Leaving them behind, as she had to do before, so many times.
‘I wish I could have seen it before the war,’ Helen said. ‘I saw a cinematograph of Paris once and it looked wonderful. All those elegant women in beautiful clothes and gorgeous hats and the men in morning dress, all strolling along, enjoying themselves and the beautiful shops and the gardens. It must have been absolutely fantastic. A magic place. It seems like a hundred years ago.’
A woman passed them, and then another and another, all dressed in black with widow’s veils. They hurried by with their eyes down, their shoulders bent and drooping. So many thousands dead, but for these women one special man was dead; one loved, appallingly missed, special man. Helen shivered.

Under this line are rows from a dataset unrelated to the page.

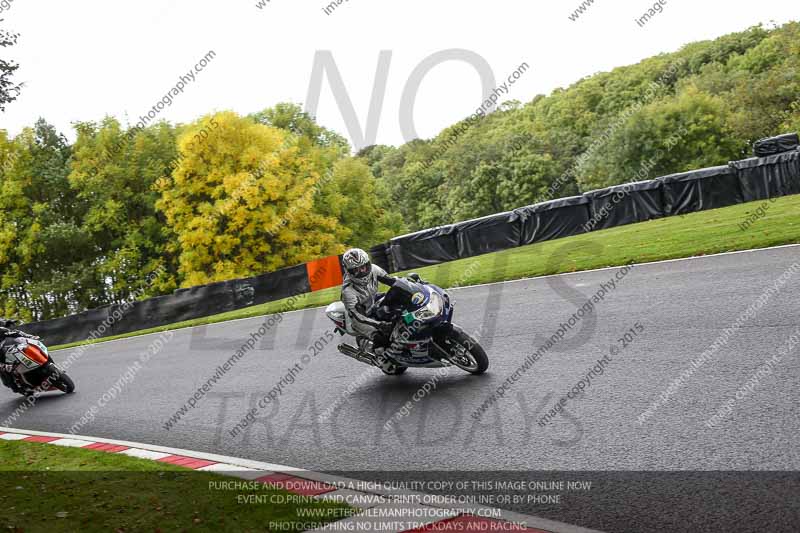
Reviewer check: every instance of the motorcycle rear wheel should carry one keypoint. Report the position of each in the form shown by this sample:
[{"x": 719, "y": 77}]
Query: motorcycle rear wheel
[
  {"x": 464, "y": 352},
  {"x": 61, "y": 380}
]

They walked past a pavement café. The waiters with their big white aprons tied under their armpits were carrying trays among the tables, but the tables were half empty, and the waiters were old men. The people in the café seemed to Amy to have an unsettled, temporary look about them, as if they were ready to fly off at any moment. They sat on the edges of their chairs, looking out over the rims of their cups and wine glasses, their eyes shifting and wary. As they walked by a motor car backfired in the street – a sharp, loud bang. There was a flurry of movement and sharp cries as the people started up, and then settled back again, for all the world, Amy thought, like the pigeons in Trafalgar Square. Here and there an old man drank his wine or pastis in a single gulp. There was a young soldier, who didn’t stir. He sat at his table, rigid and staring, his hands shaking and tears running down his face. Amy couldn’t pass him by. She walked over to him and patted his shoulder.
‘It’s all right,’ she said. ‘It’s all right. It was only a car. Seulement un automobile.’
He didn’t move, didn’t seem to have heard her.
‘Come on, Amy,’ Helen whispered. ‘There’s nothing we can do.’
Amy closed her eyes for a moment, filled with rage and pity. ‘Will it never end?’